US president Donald Trump has this evening signed an executive order designed to weaken the legal protections around social media companies.
The move comes after the president became embroiled in a dispute with Twitter, which marked one of his tweets with a fact check warning over its inaccurate claims.
The president said that the order would attempt to “remove or change” section 230 of the Communications Decency Act, which protects platforms from content posted on it by users.
He added that attorney general William Barr would pursue legislation to regulate social media companies.
The president’s remarks and the order, as drafted, seem to try to circumvent Congress and the courts in directing changes to long-established interpretations of Section 230.
Legal experts said that the challenge was unlikely to stand up to scrutiny.

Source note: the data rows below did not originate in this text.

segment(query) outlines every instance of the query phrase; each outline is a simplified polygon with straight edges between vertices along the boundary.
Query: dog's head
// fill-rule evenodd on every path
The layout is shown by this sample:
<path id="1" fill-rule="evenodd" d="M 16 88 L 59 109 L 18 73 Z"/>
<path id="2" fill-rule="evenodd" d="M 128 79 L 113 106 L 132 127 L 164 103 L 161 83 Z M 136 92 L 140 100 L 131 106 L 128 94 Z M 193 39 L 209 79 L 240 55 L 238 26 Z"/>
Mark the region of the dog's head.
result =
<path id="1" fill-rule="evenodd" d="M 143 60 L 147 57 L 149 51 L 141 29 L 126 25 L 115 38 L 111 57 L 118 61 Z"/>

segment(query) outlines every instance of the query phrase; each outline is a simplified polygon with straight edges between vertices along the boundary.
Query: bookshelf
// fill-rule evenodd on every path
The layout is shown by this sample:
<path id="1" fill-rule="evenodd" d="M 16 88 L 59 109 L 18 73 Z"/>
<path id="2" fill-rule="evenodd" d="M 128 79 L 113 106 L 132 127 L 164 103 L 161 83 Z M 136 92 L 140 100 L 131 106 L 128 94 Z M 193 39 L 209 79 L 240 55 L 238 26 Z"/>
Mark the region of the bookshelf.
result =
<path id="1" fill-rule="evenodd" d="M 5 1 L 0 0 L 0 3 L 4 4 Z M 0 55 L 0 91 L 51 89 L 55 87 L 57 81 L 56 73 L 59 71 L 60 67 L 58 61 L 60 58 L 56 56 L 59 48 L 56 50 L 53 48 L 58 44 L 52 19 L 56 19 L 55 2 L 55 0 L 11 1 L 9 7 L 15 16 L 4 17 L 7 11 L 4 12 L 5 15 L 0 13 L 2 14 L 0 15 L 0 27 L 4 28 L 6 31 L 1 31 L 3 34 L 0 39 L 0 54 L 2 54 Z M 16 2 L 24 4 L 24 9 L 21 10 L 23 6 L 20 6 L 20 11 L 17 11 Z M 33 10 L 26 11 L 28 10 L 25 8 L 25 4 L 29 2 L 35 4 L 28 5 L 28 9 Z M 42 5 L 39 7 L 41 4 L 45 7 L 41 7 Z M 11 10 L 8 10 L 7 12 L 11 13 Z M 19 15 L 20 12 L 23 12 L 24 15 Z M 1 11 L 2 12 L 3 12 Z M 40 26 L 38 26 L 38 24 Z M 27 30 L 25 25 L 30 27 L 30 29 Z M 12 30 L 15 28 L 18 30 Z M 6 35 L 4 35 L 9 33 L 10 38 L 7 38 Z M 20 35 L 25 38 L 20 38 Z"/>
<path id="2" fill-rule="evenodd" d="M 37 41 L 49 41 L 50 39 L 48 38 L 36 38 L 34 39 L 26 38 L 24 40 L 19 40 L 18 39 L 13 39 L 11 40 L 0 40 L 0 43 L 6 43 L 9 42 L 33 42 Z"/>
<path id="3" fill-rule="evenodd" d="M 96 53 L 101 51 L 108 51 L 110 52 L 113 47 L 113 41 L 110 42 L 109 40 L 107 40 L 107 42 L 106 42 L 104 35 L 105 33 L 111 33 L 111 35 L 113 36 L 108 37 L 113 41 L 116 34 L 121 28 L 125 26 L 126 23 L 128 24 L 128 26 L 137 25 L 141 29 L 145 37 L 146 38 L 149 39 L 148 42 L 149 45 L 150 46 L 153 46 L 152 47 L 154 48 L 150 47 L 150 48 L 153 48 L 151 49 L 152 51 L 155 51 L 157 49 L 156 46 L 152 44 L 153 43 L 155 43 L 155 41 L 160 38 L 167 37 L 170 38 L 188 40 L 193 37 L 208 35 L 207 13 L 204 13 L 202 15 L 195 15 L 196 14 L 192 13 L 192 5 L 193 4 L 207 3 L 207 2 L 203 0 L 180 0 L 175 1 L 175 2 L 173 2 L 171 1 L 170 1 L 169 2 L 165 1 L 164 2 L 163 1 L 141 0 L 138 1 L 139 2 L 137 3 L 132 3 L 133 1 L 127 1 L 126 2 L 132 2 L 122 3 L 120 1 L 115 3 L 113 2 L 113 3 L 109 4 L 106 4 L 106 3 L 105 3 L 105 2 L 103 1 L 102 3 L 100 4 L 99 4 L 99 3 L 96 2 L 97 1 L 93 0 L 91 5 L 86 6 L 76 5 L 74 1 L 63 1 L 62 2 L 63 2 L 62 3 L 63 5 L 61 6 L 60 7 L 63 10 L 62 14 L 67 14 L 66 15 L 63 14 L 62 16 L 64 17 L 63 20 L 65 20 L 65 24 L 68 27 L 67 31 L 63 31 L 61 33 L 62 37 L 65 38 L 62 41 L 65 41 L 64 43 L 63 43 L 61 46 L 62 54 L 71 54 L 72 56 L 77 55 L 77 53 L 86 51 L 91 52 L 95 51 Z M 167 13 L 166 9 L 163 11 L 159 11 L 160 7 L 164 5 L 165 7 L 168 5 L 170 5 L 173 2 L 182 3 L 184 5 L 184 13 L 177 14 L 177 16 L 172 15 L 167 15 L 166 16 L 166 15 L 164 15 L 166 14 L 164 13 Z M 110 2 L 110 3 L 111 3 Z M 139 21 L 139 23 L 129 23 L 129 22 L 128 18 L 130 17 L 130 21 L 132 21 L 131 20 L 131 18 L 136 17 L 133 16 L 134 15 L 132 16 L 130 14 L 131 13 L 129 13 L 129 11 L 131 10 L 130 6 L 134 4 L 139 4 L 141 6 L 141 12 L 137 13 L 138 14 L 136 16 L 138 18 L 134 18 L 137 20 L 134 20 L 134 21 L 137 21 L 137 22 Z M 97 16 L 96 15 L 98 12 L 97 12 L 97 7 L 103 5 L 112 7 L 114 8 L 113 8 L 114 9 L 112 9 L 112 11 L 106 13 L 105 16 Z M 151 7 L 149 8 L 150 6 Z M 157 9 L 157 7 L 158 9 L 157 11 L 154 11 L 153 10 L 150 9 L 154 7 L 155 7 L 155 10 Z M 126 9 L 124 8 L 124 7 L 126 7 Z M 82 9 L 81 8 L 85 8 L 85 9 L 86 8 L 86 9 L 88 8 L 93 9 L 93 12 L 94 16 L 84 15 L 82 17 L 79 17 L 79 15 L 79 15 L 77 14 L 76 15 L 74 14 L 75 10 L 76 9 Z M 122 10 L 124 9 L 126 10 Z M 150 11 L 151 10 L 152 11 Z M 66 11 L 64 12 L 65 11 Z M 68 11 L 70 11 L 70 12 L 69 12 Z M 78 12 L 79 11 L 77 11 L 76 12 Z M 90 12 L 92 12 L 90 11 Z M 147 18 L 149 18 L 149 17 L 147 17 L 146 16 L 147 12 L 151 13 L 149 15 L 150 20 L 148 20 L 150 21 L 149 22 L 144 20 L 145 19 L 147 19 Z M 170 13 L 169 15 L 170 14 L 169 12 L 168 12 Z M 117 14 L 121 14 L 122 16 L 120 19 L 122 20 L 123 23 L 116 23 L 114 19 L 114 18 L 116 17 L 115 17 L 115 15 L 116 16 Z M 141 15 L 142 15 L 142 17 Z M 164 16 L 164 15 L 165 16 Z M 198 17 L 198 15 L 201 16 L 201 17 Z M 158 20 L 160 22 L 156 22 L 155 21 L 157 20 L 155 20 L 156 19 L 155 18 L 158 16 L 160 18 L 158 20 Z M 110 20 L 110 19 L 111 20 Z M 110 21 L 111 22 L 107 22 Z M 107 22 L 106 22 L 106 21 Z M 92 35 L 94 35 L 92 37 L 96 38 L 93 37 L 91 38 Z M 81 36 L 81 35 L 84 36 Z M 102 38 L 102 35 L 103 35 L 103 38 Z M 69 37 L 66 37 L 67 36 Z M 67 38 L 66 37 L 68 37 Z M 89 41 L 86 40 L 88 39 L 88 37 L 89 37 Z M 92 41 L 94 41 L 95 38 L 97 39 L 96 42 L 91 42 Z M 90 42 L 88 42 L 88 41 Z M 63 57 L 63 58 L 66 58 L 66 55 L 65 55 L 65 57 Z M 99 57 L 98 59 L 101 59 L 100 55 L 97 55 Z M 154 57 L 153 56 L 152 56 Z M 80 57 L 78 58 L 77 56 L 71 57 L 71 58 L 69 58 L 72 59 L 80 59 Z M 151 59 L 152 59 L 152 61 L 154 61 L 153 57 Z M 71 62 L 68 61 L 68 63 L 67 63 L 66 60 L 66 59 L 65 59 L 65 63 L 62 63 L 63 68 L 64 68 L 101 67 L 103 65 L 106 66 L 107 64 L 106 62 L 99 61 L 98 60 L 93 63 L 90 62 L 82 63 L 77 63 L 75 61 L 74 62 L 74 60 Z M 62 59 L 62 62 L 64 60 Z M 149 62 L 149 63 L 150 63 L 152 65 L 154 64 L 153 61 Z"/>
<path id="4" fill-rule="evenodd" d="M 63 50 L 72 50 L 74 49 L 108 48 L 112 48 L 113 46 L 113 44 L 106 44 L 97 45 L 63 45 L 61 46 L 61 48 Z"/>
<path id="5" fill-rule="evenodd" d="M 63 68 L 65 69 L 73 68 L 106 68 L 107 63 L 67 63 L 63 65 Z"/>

“In terms of presidential efforts to limit critical commentary about themselves, I think one would have to go back to the Sedition Act of 1798 – which made it illegal to say false things about the president and certain other public officials – to find an attack supposedly rooted in law by a president on any entity which comments or prints comments about public issues and public people,” said First Amendment lawyer Floyd Abrams.
Neither Twitter or Facebook immediately commented on the decision.
Trump yesterday threatened to shut down social media platforms, complaining they were silencing conservative voices in the run-up to the 2020 presidential election.
“We will strongly regulate, or close them down, before we can ever allow this to happen,” he wrote in a tweet.